This new broadmindedness in crime fiction removes some useful plot devices: there are fewer secrets to expose. But the best writers can leap over that challenge with ease, and Holt deftly marshals her perplexing narrative. In a tunnel under the Norwegian mountains, a train crash results in only one fatality: the driver. The survivors – nearly 300 – are transported during a snowstorm to a hotel nearby: Finse 1222.

As attempts are made to move the stranded passengers to safety, another lethal force begins to wreak mayhem. People are being murdered one by one, and a new terror is added to the suffering of those holed up in 1222. But among the survivors is a difficult, antisocial woman who has had a ski pole driven into her thigh in the train wreck.

This isn't her only handicap. Hanne Wilhelmsen, retired from the Oslo police, is paralysed from the waist down after being shot on duty. She is, however, still a formidable opponent, as the unknown murderer is about to learn.

If the basic set-up sounds a touch tired, don't be fooled. There is a great deal of mileage still left in the well-worn tropes that Holt has channelled. The clichés are resolutely seen off by the sheer energy and vitality of her writing.

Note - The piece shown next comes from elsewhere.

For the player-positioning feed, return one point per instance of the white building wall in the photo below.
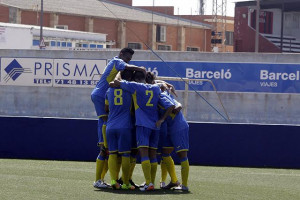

The author (who cleverly parleys plot elements gleaned from her period as a minister of justice in Norway) makes a telling stab at the contemporary conscience, with disquisitions on the shifting sands of modern morality or the tendency of laudably intentioned people to be swept into mob violence. But such serious concerns are never worn on the sleeve; the large cast of potential victims is handled with prodigious skill – as is the uncompromising, short-fused heroine. As for the plot itself, it moves with the speed of the ill-fated train – but, unlike the train, Anne Holt's storytelling never comes off the rails.